The Mathnawi, Volume VI, lines 216 - 227 -- the first an interpretive

version by Coleman Barks, which Barks developed relying on Professor

Reynold Nicholson's translation; the second, Nicholson's classic,

literal translation: The attached picture is a sketch done by my Dear

friend, Linda Stewart.

....

....

....

I am part of the load

not rightly balanced.

I drop off in the grass,

like the old Cave-sleepers, to browse

wherever I fall.

....

For hundreds of thousands of years I have been dust-grains

floating and flying in the will of the air,

often forgetting ever being

in that state, but in sleep

I migrate back. I spring loose

from the four-branched, time-and-space cross,

this waiting room.

....

I walk into a huge pasture.

I nurse the milk of millennia.

....

Everyone does this in different ways.

Knowing that conscious decisions

and personal memory

are much too small a place to live,

every human being streams at night

into the loving nowhere, or during the day,

in some absorbing work.

....

.... -- Version by Coleman Barks,

"We Are Three"

Maypop, 1987

....

....

Let the ill-balanced load drop from me, that I may behold the

meadow of the pious.

(Then), like the Fellows of the Cave, I shall browse on the

orchard of Bounty – not awake, nay, they are asleep.*

I shall recline on the right or on the left, I shall not roll save

involuntarily, like a ball,

Just as Thou, O Lord of the Judgement, turnest me over

either to the right or to the left.

Hundreds of thousands of years I was flying (to and fro)
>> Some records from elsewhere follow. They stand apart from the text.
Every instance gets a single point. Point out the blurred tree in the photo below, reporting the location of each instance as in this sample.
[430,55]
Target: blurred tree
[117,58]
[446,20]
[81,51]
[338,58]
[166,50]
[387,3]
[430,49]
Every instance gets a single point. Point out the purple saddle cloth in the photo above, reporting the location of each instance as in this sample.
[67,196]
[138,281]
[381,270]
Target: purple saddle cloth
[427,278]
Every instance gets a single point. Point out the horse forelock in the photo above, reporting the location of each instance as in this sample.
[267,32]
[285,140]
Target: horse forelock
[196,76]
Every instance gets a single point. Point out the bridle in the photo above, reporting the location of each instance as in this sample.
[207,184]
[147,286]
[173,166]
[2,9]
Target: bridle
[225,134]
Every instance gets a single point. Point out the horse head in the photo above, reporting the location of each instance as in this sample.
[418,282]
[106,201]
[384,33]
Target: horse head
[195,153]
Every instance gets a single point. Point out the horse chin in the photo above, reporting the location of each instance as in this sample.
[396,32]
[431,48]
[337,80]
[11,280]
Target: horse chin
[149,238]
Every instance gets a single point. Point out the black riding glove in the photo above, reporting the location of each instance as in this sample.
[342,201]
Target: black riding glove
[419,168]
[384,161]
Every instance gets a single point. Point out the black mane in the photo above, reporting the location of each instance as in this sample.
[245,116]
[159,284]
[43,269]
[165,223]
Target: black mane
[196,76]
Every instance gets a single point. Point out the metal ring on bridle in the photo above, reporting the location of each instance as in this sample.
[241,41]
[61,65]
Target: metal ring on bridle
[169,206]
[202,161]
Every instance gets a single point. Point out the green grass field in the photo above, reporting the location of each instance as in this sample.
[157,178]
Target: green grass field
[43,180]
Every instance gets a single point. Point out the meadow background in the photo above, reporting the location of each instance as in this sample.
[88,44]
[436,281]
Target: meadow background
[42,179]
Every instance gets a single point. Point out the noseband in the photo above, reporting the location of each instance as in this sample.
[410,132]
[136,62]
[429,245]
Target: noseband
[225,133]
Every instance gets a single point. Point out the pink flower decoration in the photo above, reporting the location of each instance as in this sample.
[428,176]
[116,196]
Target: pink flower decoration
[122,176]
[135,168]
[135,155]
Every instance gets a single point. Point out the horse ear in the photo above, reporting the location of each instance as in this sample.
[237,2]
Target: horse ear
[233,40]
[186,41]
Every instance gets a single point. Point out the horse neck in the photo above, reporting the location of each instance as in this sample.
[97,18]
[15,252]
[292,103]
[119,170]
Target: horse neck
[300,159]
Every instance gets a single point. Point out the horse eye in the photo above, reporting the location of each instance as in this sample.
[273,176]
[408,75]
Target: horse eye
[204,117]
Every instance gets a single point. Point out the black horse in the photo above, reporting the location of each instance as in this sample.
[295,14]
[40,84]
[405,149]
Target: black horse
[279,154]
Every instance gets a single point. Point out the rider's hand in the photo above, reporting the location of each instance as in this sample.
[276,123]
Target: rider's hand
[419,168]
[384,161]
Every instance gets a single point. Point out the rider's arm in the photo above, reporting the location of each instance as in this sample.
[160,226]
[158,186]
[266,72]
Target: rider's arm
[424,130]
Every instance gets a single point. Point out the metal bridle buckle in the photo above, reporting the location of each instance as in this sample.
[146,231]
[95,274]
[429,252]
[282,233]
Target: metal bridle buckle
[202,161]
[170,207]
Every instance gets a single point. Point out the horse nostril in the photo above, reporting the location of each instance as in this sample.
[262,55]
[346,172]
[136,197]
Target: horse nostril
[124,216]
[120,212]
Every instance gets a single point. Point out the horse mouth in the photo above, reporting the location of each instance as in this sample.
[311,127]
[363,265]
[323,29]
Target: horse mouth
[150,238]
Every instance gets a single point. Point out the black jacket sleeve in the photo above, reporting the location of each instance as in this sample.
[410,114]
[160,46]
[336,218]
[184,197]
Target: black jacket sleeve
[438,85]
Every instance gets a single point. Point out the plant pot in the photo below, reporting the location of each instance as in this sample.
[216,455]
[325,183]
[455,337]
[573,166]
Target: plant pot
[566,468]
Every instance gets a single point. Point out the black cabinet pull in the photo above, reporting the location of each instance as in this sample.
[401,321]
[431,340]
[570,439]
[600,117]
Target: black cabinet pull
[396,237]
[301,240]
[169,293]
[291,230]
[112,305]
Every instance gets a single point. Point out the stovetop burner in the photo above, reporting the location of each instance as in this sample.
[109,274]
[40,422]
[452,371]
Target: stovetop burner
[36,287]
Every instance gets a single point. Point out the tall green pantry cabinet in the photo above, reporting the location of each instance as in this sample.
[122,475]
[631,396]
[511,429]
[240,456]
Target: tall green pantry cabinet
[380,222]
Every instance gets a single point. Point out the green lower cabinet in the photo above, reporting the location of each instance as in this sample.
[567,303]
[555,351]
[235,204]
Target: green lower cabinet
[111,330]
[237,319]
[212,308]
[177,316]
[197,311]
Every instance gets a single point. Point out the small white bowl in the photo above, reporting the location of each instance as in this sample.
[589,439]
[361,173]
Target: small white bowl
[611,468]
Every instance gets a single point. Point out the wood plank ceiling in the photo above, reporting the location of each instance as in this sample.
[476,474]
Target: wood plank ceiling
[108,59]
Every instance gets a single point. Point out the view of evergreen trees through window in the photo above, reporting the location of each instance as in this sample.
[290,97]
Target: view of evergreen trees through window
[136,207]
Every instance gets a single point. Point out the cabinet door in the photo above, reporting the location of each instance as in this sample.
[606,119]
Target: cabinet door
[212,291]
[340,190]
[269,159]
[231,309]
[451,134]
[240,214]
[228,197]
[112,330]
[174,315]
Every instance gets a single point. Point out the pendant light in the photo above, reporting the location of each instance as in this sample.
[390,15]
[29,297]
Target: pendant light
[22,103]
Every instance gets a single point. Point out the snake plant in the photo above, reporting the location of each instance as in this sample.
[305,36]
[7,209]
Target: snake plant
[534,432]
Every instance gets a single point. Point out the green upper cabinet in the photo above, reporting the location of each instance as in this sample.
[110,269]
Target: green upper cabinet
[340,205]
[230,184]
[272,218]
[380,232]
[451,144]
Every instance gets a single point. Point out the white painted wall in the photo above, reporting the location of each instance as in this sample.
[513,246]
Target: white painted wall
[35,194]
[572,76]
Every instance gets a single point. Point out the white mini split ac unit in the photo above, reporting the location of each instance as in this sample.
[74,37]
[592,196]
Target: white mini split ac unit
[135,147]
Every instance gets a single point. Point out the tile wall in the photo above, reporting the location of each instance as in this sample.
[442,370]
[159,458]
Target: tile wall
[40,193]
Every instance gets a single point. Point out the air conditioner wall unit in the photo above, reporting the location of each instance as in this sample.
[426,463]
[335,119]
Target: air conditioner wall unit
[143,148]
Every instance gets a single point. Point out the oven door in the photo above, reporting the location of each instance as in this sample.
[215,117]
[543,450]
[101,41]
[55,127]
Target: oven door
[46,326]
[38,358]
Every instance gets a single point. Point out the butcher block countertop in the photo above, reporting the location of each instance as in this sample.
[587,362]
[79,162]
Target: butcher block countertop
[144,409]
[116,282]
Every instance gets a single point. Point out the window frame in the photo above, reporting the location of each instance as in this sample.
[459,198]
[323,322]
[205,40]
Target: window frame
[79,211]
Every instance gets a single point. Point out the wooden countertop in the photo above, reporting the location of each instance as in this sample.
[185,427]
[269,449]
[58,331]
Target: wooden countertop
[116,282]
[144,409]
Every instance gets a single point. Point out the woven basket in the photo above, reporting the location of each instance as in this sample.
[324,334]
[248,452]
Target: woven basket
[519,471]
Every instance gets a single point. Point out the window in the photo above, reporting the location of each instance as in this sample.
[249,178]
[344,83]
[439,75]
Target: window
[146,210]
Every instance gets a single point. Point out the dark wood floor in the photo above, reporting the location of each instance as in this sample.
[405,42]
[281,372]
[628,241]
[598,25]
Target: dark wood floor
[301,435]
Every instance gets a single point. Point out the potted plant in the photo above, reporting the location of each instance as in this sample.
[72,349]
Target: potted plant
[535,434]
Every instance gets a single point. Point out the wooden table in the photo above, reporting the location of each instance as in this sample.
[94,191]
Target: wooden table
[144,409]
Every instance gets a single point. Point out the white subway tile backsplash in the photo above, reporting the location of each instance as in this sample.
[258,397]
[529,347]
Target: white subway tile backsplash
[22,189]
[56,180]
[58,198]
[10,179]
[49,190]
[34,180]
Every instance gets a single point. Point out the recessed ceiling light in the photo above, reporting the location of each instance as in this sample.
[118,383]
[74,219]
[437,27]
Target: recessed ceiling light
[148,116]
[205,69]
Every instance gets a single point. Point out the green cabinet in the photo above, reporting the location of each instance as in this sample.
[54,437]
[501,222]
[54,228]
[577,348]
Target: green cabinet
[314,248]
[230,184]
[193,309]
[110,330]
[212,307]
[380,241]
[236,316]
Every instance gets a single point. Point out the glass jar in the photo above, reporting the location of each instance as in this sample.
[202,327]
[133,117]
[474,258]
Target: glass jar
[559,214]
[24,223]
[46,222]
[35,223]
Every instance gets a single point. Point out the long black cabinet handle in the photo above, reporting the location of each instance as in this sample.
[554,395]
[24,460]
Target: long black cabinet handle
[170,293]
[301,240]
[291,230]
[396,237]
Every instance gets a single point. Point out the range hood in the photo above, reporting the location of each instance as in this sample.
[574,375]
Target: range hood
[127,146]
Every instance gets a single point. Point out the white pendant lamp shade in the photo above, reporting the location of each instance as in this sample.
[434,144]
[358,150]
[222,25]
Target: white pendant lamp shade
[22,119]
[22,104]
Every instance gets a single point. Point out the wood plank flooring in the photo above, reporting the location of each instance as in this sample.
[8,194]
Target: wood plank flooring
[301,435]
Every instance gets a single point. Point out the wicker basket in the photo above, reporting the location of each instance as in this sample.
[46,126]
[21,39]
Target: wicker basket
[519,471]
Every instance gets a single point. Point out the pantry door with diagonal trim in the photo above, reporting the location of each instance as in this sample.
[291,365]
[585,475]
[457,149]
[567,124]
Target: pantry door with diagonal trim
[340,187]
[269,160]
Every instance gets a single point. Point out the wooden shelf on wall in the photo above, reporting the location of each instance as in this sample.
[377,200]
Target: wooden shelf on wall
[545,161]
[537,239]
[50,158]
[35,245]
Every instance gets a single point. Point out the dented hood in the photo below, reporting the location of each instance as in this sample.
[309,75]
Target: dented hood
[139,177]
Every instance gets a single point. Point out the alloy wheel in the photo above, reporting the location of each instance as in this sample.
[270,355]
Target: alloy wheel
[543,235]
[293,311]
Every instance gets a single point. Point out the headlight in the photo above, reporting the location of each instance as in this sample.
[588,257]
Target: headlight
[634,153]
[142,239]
involuntarily, like the motes in the air.

If I have forgotten that time and state, (yet) the migration in

sleep (to the spiritual world) recalls it to my memory.

(Every night) I escape from this four-branched cross and

spring away from this (confined) halting-place into the (spacious)

pasture of the spirit.

For the nurse, Sleep, I suck the milk of those bygone days

of mine, O Lord.

All the (people in the) world are fleeing from their free-will

and (self-) existence to their drunken (unconscious) side.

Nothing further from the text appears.